— Видите, до чего доводит невежество и отсталость крестьянской жизни? Как тяжело живут люди! Я хочу, чтобы вы получили образование и порвали все связи с этим несчастным, преследуемым сословием. Чтобы вы не были вынуждены гнуть спину перед каждым мерзавцем. Но и с этими торгашами у нас нет ничего общего. Нечего ходить к ним. Какие они нам родственники?
Бедная мама бегала, суетилась, стараясь восстановить мир в доме. Мы знали, что мама очень религиозна, хотя она скрывала это от нас, стеснялась посещать церковь, постоянная ругань отца по адресу местных священников, которых он называл не иначе как „продавцами душ“, причиняла ей невыносимые страдания.
Мы жили на окраине города, в самой верхней, горной его части. Семья наша считалась обеспеченной. Кругом в землянках жила городская беднота. Мать тайком делилась с соседями чем могла, и это было, пожалуй, самой большой радостью в ее жизни. Помнится, как она была однажды смущена и обижена, когда Богдан, будучи уже взрослым, назвал ее „врожденной благотворительницей“, с насмешкой заметив, что бедным людям благо творительностью не помочь — нужны более действенные меры.
— Что же, по-твоему, — возмущенно воскликнула мать, — сидеть сложа руки и смотреть, как люди голодают?
Он поцеловал ее и заметил с грустью:
— Мама, дорогая, делай как знаешь.
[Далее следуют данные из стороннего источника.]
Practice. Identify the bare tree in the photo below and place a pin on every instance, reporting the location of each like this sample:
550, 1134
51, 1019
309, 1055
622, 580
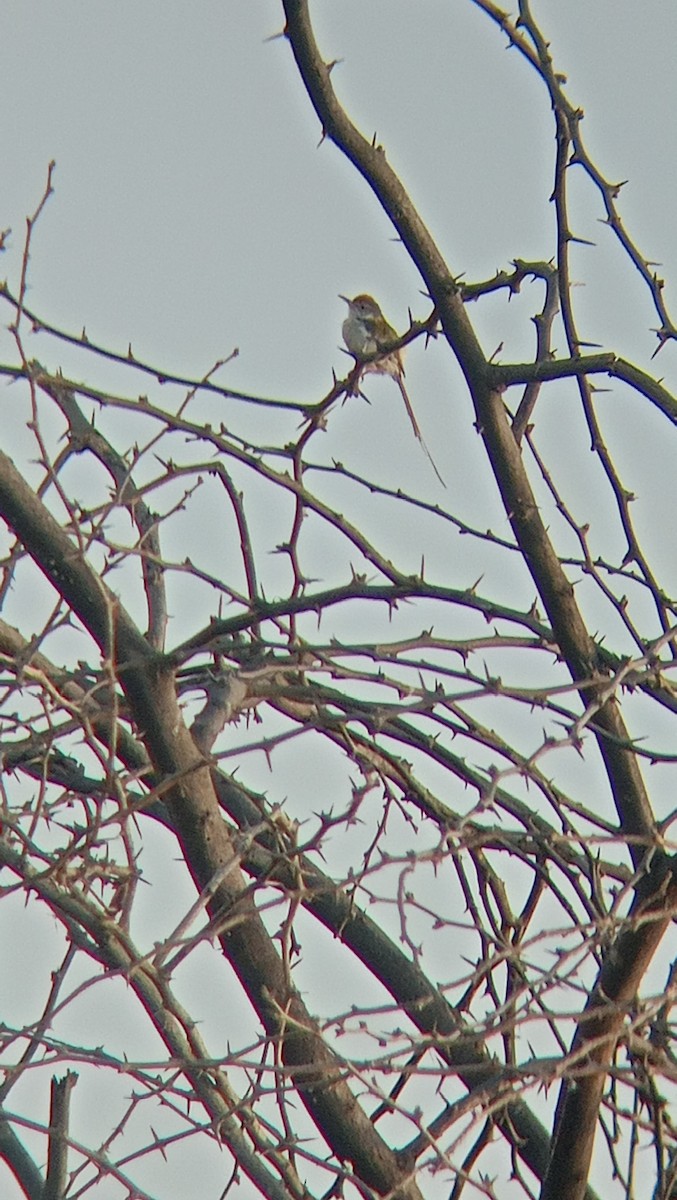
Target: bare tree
480, 869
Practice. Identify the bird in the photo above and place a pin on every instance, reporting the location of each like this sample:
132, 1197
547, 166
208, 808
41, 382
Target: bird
366, 335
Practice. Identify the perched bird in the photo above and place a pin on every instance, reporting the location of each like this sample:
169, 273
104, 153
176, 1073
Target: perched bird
366, 335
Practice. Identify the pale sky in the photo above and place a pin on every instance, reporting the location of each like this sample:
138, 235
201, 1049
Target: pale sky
196, 211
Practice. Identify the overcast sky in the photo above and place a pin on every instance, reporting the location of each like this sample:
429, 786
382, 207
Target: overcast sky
196, 211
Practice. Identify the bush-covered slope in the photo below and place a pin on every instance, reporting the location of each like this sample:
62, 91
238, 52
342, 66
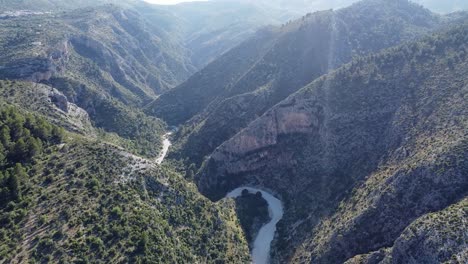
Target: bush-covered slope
302, 51
360, 154
87, 201
105, 60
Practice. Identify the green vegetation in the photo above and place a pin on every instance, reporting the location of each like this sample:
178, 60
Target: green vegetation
360, 153
252, 211
230, 93
87, 201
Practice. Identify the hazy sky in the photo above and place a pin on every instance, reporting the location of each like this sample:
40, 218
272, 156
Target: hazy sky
169, 2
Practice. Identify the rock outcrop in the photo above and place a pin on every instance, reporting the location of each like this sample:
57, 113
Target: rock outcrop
360, 154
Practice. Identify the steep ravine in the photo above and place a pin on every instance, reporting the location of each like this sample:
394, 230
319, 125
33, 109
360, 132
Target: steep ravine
262, 243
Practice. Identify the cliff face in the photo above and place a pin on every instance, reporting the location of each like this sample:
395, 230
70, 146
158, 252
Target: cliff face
359, 154
302, 51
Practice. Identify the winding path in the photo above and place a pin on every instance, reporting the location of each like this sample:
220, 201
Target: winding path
262, 243
166, 144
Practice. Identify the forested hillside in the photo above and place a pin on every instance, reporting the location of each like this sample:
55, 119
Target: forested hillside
68, 198
217, 102
341, 134
359, 155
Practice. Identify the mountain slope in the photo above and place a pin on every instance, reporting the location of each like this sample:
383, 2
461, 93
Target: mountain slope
360, 154
105, 60
298, 53
75, 199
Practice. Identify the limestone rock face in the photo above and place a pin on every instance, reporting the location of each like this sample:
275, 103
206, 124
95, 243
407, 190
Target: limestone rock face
59, 100
359, 155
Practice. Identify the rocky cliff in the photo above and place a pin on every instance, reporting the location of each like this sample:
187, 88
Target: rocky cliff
302, 51
360, 154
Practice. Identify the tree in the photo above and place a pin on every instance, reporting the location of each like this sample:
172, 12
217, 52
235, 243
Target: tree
19, 151
14, 183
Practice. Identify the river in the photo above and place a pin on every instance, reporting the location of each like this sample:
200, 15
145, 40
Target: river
166, 145
262, 243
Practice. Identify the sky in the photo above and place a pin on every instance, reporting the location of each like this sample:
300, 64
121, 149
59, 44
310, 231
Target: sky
169, 2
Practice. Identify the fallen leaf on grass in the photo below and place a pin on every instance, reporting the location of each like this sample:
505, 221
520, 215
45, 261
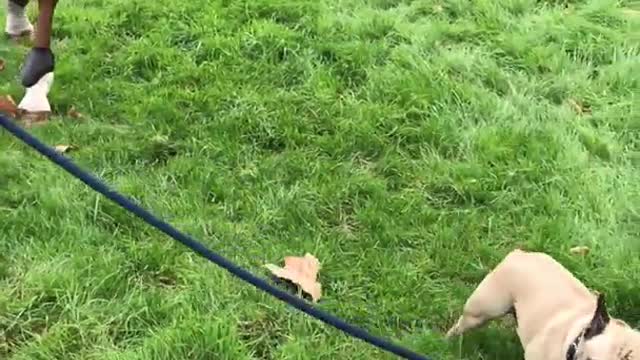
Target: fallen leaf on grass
8, 106
631, 12
33, 118
302, 271
73, 113
579, 250
62, 149
579, 107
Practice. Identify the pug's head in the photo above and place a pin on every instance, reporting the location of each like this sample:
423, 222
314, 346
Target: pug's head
608, 339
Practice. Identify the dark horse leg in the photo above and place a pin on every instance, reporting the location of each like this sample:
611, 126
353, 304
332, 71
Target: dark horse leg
40, 60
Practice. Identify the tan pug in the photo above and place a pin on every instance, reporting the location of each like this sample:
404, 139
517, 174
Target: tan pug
557, 317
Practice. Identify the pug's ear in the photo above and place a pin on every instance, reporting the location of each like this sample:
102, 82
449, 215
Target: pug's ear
599, 321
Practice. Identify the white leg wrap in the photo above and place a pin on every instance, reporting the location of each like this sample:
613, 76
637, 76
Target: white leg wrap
35, 99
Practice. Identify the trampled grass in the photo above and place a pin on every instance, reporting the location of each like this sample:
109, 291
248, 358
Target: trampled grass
409, 145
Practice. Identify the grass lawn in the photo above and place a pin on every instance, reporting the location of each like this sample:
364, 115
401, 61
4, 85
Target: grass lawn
408, 144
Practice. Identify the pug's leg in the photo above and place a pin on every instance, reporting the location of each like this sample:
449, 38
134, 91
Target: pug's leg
490, 300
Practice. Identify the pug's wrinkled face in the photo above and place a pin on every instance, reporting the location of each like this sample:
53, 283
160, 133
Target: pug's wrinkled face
608, 339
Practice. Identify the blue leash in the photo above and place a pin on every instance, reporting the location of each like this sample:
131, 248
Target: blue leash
300, 304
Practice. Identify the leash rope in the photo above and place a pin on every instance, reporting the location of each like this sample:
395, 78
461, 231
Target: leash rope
99, 186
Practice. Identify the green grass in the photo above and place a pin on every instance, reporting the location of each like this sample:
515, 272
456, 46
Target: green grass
408, 144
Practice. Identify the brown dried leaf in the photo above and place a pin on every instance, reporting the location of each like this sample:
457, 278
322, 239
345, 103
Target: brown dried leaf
33, 118
8, 106
579, 107
579, 250
73, 113
632, 13
302, 271
62, 149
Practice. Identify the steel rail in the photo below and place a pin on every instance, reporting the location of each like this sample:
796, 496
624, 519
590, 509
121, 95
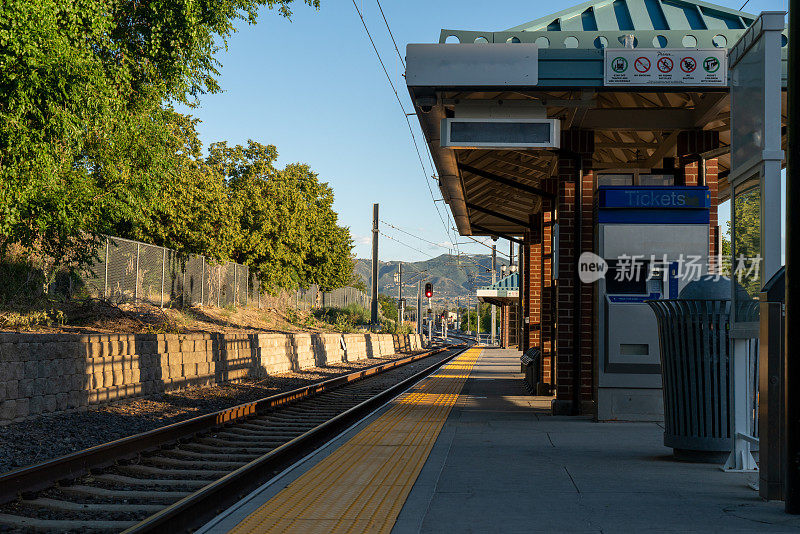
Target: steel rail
200, 507
43, 475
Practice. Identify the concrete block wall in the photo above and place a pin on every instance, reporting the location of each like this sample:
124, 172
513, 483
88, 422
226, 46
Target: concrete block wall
356, 347
328, 348
54, 373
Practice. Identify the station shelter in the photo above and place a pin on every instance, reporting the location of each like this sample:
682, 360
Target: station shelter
505, 295
604, 129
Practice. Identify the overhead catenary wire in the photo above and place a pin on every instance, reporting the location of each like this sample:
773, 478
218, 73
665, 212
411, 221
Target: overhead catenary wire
399, 55
403, 109
387, 236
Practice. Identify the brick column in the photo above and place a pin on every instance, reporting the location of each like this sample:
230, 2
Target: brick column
534, 282
690, 145
504, 326
548, 297
525, 291
576, 153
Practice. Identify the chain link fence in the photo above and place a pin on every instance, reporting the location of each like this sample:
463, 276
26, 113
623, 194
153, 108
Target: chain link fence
131, 271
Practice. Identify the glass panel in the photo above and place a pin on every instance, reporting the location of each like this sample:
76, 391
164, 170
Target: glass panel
746, 264
627, 277
500, 132
615, 179
656, 179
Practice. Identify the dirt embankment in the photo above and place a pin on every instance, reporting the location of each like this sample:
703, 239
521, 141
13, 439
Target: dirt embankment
97, 316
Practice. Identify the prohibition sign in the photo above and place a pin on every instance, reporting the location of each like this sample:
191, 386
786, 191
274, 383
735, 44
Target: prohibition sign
711, 64
665, 64
688, 64
642, 64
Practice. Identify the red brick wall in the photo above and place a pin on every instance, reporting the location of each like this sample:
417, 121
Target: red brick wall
690, 145
534, 272
568, 171
548, 286
550, 304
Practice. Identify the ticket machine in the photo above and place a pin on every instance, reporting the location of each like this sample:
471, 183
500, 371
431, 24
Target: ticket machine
651, 238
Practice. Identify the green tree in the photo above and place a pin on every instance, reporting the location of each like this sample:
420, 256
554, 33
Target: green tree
286, 228
82, 89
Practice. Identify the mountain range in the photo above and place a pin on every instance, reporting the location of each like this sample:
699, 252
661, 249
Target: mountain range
452, 276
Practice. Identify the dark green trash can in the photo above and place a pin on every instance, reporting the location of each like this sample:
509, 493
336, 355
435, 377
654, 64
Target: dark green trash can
693, 332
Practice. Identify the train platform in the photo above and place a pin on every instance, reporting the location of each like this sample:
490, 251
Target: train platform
468, 450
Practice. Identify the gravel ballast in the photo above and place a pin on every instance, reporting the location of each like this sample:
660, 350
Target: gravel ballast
50, 436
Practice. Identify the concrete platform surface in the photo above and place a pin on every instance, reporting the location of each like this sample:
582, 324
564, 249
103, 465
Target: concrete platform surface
501, 463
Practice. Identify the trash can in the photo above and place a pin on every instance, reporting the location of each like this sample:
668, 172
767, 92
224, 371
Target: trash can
693, 334
529, 365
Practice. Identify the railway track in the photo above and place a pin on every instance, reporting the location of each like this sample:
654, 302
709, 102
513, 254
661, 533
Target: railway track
176, 477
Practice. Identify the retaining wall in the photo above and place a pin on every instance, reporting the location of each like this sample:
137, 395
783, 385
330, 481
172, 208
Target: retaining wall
52, 373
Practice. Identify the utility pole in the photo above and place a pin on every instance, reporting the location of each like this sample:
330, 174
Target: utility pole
494, 280
374, 305
457, 326
419, 306
478, 321
792, 362
429, 315
400, 292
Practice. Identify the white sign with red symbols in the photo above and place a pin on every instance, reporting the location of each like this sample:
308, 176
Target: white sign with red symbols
666, 66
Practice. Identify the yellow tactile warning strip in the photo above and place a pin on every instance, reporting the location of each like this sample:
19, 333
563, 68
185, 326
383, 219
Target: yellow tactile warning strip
364, 483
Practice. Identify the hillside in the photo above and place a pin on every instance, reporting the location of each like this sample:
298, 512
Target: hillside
452, 276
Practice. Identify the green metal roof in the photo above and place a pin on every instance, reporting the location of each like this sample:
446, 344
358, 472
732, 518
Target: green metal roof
509, 283
606, 23
631, 15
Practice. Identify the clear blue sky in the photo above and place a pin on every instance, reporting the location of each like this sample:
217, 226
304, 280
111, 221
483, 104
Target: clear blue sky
314, 88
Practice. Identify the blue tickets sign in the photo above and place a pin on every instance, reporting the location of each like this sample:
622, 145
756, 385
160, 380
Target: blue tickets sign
623, 197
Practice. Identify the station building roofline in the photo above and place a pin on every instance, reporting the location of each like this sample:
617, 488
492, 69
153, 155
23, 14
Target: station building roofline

Я совсем не это хотел сказать.
— Не поймешь тебя.
С годами я узнала, что и отец религиозен, только церкви не признает.
Мама погибла вместе с братом, с дядей моим Алексаном, во время армяно-татарской резни в Шуше в 1920 году. Сгорела с ним в нашем шушинском доме во время пожара…»
В записях Ивана Васильевича имеется почти мистическое замечание об огне. Когда прабабушка Сона ждала рождения дочери, в Шуше случился пожар. Она увидела огонь и очень испугалась. Видимо, последствием этого испуга явились родимые пятна у бабушки и у ее дочери — моей мамы. Их почти невозможно отличить от старых следов ожогов. В связи с огнем шушинского пожара Иван Васильевич упоминает и о моем ожоге ноги третьей степени в 1944 году, от которого я чуть не умер, пролежав, в Морозовской больнице около года. Все эти факты, сведенные воедино, должны были, видимо, навести на мысль о том, что генетический наш «огонь» перемещается из рода в род. Тут же Иван Васильевич приводит слова из некролога, написанпого Степаном Шаумяном о Богдане Кнунянце: «Он не жил, а горел в течение этих десяти лет своей красивой жизни», — причем, слово «горел» подчеркнуто Иваном Васильевичем двумя жирными чертами.
«Богдан с детства отличался большими способностями, особенно по математике, — пишет бабушка. — Не было по соседству старика, старушки, юноши или девушки, взрослого мужчины или женщины, кто бы не здоровался с ним, не приглашал зайти в дом. Со всеми находил он общий язык. Что-то неудержимо влекло к нему людей. Может, доброжелательность, которой он был одарен в избытке? Когда я приезжала в Шушу на каникулы, самые разные люди спрашивали меня о нем. Остановит, бывало, на улице женщина, помогавшая нам обычно печь хлеб на зиму:
— Фаро, можно тебя на минутку.
Оглядит меня с головы до ног, стянет одной рукой платок у подбородка и тихо, вкрадчиво спросит:
— Скажи, когда приедет Богдан?
— В этом году не приедет, — отвечаю. — Зачем тебе? Может, я чем могу помочь?
— Нет, у меня особый разговор. И отойдет тихо.
В Богдана верили. Ему доверяли. Считали всесильным. Он обладал особым даром убеждения, что и помогло ему стать яркой политической фигурой.
А вот Людвиг был совсем другим — нелюдим, прирожденный конспиратор. И хотя они и в Тифлисе, и в Баку вместе вели революционную работу, о Людвиге почти ничего не известно. Он как бы постоянно находился в тени, на втором плане, заслоняемый младшим братом.